Decoration Day: Why Family History Writing will make you a Better Genealogist
I can hear you mumbling, but I hate writing. That may be because you think it hard work. Maybe if you had to start out staring at a blank piece of paper or a white screen, but if you are a genealogist that isn’t the case. You have the rough outlines of hundreds if not thousands of ancestors. When you decide to write about someone in your tree and all you have is the rough outlines of their lives, it’s going to take some work to research more than names dates and places. The writing part is much easier than the research. It’s when you set out to write that you find out what little you know.

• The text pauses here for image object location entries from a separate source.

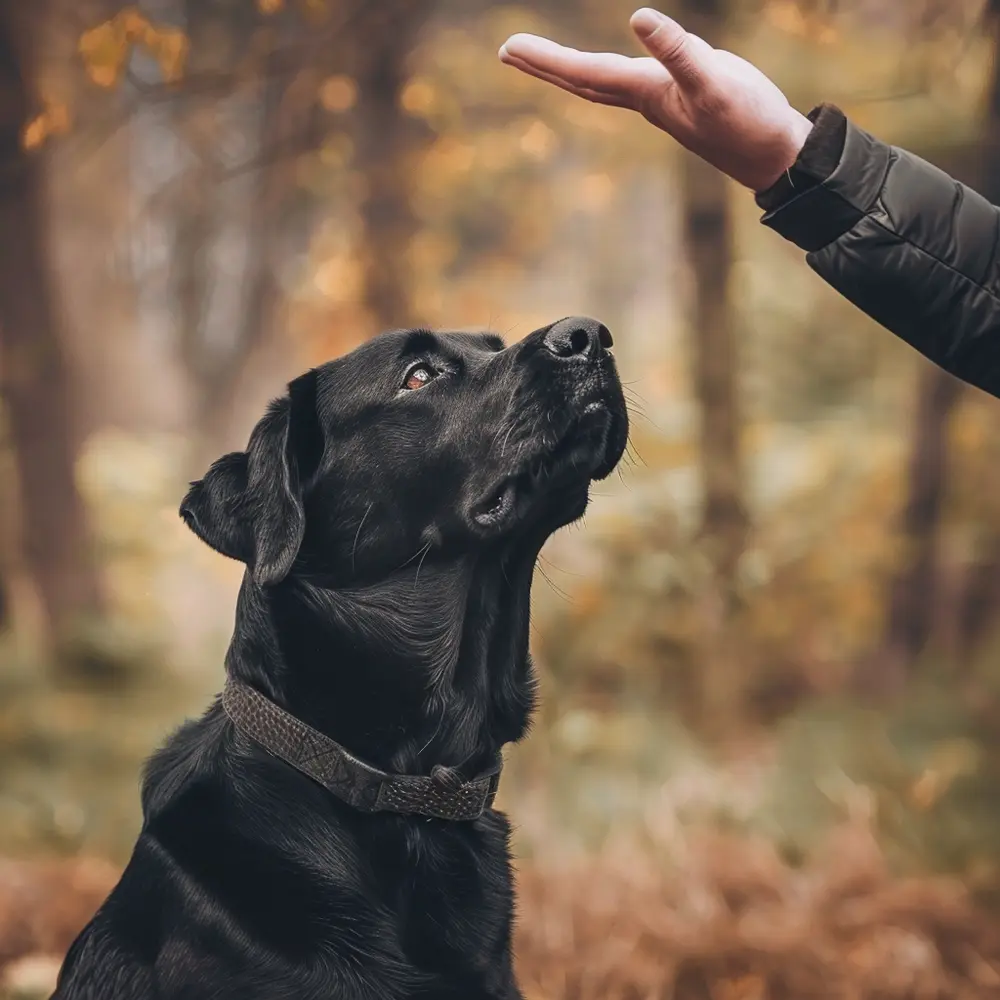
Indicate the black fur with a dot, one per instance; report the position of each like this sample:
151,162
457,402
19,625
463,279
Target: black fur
380,609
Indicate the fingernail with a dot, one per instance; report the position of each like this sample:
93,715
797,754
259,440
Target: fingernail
646,20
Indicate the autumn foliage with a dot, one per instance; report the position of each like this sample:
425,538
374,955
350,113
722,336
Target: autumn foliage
725,919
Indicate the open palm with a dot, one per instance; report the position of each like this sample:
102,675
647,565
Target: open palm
713,102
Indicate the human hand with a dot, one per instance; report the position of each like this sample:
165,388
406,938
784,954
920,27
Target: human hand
712,102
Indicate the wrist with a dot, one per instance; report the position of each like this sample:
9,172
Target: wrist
795,136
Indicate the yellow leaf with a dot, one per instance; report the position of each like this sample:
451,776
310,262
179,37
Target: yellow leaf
54,120
104,50
169,46
134,23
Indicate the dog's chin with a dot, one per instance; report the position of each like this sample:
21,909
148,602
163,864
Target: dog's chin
554,483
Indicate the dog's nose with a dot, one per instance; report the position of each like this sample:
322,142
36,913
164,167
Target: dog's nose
577,337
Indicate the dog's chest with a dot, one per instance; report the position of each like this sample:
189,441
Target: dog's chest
456,897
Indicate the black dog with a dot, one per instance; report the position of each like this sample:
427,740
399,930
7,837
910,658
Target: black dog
389,510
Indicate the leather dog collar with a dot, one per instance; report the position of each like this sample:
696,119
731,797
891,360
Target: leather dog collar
442,795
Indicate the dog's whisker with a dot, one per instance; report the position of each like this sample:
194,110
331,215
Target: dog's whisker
357,535
416,579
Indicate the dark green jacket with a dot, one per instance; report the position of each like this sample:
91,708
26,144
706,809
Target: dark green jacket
905,242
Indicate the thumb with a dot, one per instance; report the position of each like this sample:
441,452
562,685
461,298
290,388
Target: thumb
668,42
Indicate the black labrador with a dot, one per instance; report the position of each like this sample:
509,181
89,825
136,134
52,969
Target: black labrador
326,829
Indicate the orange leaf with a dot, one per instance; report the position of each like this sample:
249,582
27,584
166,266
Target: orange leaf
104,50
169,46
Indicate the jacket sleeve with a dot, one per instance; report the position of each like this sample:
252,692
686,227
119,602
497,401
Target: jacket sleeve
912,247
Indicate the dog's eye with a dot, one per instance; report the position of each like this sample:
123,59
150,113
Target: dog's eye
418,376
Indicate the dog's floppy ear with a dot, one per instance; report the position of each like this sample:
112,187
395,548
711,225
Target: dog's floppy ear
249,505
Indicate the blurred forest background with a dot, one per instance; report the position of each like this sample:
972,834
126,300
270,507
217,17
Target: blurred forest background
767,762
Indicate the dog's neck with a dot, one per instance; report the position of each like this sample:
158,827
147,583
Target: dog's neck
416,670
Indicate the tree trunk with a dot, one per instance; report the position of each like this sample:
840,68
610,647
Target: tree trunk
914,591
708,236
36,381
385,140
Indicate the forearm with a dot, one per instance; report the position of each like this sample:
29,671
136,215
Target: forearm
909,245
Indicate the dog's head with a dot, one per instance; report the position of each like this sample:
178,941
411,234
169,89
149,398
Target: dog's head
416,445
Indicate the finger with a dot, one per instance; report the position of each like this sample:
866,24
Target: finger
610,98
606,72
678,51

The title of this piece is taken from a mention in Lulu’s diary of Decoration Day. Do you know what Decoration Day is? I was not sure, thought it had something to do with Memorial Day, so I had to look it up. General John A. Logan ordered the first observance, known as “Decoration Day” to honor those who died “in defense of their country during the late rebellion.” Mourners were to honor their fallen Civil War soldiers by decorating their graves with flowers. This was the pre-cursor of Memorial Day. Memorial Day, like Decoration Day, was specifically, to honor our military personnel who had died in battle. Although it has come to represent remembering all our dead it is meant for those who paid the supreme sacrifice in lying down their lives in service of their country.
I got to thinking about my great grandmother, Lulu, and who she may have thought of on Decoration Day. That made me think of her father, James Lewis Paden, who fought in the Civil War, but he did not die, he survived. Mostly it made me think of Lulu’s uncle, Sylvester G COATS, who died on the Battlefield in Champion Hill, Mississippi. He was just 21, and he would not go on to marry or have children. He would not even be remembered with a grave marker. How many of these ancestors do we have in our trees? I am grateful to my cousin Malia Hammerstrom for permission to post her story about Sylvester and his brother Charles:
“Charles Noyce Coats was the oldest child and Sylvester G. Coats, the second child. [Uncles to Lulu (PADEN) MOSIER] Charles enlisted on Oct 24, 1861, at the age of 21, in the 11th Indiana Infantry Volunteers Company H. Sylvester, who was two years younger, followed him into war five months later. He must have traveled to Tennessee to join his brother’s company on March 28, 1862. They were among troops moving westward to try to cut off the Mississippi River from use by the Confederacy. Just a little over a year later, on May 16, 1863, Sylvester was killed at the Battle of Champion Hill. This battle was a part of the Vicksburg Campaign. Sylvester’s death is described as being due to a rifle shot to the forehead. According to old family stories, Sylvester and Charles were together on the battlefield that day when a bullet hit Charles’s gun, ricocheted, and killed Sylvester. Charles made his brother’s coffin and buried him on the battlefield.
A short time later Charles was promoted and eventually became Captain in the 53rd U.S.C. (Colored) Infantry. In 1865 Charles fell from a bridge on the LaGrue River and was seriously injured. He was paralyzed from the hips down and was unable to walk for six months. He was medically discharged from the army. Charles lived until 1889, but from family stories, military records, and state records he had a very difficult life—physically, mentally, and emotionally. The family believed he never recovered from his brother’s death. Charles eventually made his way to Nebraska where his sister Millie [Lulu’s mother] and her husband as well as his parents lived. After several other adventures, he died in the Norfolk, Nebraska in the state asylum and was buried in the Purple Cane Cemetery in Dodge County, Nebraska. His grave remained unmarked for 38 years until his niece, Jessie Paden Kendrick, applied for a headstone due him as part of his veteran’s benefits.” Malia Hammerstrom
This writing brings these two men to life. It is clear, focused and informative. Writing, even a short piece, can not been done without the research. The point is that you don’t often know what you need to research, until you start writing. The WRITING forces you to dig deeper. It forces you to put the story in context. If you are staring at a blank page it isn’t because you can’t write, it’s that you don’t know their stories. Writing is the telling of someone’s story—to do that you justice, you will need to expand your genealogical research. It’s not an exaggeration to say that Family History Writing IS Resurrecting the dead. It is honoring their lives. Writing can be short and poignant, as this piece is. It is so much more than a name and dates on a tree. Two paragraphs….that is all it took. You can do this!